Воспользовавшись замешательством русских, пруссаки дружно ударили по правому крылу, где стояла дивизия князя Голицына, прорвали четырехугольник и устремились к обозам.
Фермор, находившийся в центре каре, решил было остановить прорвавшегося противника силами обозников и находившегося здесь же резерва пехоты. Но, поскакав к обозу, он увидел такую картину, от которой пришел в ужас: часть обоза была разнесена снарядами противника, всюду валялись разбитые бочки с вином. Солдаты, сгрудившись у бочек, пили кто из чего мог – кто из котелков, кто из шлемов, а кто черпал прямо пригоршнями. Ладно бы одни обозники, а то сбежались солдаты резерва. Образовалась огромная толпа. Многие напились так, что едва стояли на ногах.
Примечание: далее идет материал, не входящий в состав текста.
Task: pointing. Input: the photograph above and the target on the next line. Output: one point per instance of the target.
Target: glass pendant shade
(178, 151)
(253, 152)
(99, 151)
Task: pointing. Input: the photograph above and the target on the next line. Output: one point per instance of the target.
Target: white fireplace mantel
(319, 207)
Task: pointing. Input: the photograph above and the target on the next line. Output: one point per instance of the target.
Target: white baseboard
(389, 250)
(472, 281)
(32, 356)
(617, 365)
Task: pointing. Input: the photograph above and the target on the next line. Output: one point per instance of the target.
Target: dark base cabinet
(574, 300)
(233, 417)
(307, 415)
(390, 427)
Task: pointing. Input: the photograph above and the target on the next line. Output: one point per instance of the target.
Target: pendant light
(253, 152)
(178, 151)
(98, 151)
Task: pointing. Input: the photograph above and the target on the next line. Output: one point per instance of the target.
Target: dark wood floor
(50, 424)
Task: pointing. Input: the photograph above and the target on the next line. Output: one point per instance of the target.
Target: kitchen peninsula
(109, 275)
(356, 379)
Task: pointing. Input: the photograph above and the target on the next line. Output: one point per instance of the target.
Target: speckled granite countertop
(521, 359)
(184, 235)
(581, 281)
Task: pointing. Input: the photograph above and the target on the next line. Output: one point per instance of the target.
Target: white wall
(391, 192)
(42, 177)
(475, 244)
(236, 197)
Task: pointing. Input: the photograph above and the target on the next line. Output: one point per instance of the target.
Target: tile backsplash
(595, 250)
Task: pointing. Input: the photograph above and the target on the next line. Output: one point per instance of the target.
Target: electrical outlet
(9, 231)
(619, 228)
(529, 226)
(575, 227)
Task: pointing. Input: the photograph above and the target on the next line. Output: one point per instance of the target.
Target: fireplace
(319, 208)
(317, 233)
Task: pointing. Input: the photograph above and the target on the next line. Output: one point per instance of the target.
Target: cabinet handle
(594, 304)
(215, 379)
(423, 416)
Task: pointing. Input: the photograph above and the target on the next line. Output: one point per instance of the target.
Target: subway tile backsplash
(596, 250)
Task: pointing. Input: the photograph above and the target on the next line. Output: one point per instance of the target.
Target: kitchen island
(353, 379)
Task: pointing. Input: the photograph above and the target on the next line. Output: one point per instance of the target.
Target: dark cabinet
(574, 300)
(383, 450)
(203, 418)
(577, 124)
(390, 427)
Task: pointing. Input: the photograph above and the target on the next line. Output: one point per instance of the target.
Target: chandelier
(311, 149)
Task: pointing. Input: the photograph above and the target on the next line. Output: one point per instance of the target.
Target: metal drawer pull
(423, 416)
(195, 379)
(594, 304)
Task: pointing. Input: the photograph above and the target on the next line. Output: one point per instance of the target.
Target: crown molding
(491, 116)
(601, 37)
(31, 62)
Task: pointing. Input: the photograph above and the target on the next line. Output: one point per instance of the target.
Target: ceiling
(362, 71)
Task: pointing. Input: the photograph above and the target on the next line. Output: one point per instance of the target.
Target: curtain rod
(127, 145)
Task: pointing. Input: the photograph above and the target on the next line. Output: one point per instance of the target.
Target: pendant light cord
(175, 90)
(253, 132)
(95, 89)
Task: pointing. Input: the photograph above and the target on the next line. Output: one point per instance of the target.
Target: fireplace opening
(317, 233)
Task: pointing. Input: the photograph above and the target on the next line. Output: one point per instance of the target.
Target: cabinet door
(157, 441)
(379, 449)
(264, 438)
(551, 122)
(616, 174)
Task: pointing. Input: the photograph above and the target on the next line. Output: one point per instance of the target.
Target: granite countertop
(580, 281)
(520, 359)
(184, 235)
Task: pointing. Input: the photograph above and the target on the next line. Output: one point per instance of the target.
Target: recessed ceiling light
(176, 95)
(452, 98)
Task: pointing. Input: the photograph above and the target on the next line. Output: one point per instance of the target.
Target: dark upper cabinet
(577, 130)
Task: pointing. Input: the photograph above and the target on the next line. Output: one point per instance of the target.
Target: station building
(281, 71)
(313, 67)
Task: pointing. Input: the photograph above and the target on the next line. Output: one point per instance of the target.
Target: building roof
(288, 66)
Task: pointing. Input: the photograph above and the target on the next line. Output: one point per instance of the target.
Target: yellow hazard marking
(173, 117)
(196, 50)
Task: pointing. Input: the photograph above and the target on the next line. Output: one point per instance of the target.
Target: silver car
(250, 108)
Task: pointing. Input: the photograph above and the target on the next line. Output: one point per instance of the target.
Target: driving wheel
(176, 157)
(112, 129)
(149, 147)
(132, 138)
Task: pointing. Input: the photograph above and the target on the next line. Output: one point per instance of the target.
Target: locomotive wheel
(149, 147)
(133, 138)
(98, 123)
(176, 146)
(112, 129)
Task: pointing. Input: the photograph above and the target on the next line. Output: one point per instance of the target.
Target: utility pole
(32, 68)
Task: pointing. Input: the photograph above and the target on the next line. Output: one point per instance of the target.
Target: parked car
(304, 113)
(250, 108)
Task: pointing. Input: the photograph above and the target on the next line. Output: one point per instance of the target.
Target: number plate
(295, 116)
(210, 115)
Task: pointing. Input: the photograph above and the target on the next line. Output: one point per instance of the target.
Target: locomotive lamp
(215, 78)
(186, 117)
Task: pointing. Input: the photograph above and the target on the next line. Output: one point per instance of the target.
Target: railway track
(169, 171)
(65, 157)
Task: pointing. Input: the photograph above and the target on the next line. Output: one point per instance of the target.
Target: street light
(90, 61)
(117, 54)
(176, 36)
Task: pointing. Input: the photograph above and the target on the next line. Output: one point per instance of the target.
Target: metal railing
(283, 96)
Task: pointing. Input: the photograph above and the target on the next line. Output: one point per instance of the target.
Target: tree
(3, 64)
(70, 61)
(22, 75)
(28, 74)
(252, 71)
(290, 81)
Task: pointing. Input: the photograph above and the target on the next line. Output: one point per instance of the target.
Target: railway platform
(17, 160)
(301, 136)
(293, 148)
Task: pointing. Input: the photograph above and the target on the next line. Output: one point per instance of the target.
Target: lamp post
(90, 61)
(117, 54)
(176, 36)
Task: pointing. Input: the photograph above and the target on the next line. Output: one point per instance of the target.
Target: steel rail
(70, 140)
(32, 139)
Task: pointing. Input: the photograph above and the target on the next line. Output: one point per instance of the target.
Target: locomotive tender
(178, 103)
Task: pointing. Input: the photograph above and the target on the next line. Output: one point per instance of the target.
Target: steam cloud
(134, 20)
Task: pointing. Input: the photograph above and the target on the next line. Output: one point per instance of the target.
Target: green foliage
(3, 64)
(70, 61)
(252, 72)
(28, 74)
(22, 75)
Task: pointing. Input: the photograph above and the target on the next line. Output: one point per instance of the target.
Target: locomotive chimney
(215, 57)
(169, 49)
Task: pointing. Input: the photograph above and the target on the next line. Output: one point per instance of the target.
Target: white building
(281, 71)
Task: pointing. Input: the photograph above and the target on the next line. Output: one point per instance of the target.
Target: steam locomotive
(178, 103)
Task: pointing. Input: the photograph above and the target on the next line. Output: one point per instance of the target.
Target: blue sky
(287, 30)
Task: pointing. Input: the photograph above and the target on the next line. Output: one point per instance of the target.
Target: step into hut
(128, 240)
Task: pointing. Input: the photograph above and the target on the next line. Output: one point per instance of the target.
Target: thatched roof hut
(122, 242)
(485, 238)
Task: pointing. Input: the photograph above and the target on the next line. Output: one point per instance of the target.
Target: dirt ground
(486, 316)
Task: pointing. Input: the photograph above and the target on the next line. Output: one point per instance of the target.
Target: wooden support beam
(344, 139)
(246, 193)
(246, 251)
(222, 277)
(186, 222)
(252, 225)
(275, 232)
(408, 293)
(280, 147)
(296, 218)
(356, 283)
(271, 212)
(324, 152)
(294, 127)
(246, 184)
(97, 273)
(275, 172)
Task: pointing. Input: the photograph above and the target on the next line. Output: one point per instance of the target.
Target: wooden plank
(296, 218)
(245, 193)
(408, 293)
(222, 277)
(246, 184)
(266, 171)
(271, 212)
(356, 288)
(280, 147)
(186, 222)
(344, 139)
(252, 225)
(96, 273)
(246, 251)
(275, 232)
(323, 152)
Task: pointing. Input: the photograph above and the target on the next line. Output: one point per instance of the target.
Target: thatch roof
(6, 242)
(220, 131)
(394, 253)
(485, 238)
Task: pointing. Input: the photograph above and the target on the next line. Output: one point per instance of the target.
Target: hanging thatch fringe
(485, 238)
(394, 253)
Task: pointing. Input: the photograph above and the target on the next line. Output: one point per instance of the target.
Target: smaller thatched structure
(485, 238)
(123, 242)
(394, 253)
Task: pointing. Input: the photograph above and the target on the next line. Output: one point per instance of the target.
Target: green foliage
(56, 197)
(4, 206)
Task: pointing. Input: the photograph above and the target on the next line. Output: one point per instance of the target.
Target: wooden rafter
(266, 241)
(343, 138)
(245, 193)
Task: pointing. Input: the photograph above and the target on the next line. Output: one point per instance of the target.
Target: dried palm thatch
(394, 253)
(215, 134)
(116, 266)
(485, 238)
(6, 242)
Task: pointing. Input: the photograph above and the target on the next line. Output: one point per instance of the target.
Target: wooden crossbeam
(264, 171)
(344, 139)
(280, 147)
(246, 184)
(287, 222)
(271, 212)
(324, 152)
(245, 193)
Пришпорив коня, Фермор с громкими ругательствами врезался в толпу. Он надеялся привести в чувство этот пьяный сброд. Но где там! Один солдат с очумелыми глазами полез прямо под лошадь, другой схватился за ружье и пытался достать его высокородие штыком. Фермор ударил его шпагой и повернул назад.
– Швайн! Швайн! Швайн!..[16]16
Швайн – свинья (нем.).
[Закрыть] – выкрикивал он на скаку, удаляясь прочь. Дежурный генерал и адъютанты следовали за ним.
На пригорке Фермор осадил лошадь и оглянулся. Пруссаки уже овладели частью обоза, переколов штыками перепившихся солдат, которых он, главнокомандующий, хотел использовать для контратаки.
– Швайн, швайн… – повторял он словно помешанный.
– Ваше высокопревосходительство, – поравнялся с ним Панин, – еще не все потеряно. Левый фланг держится крепко. Прикажите послать за дивизией Румянцева.
– Поздно. А впрочем, пошлите кого-нибудь…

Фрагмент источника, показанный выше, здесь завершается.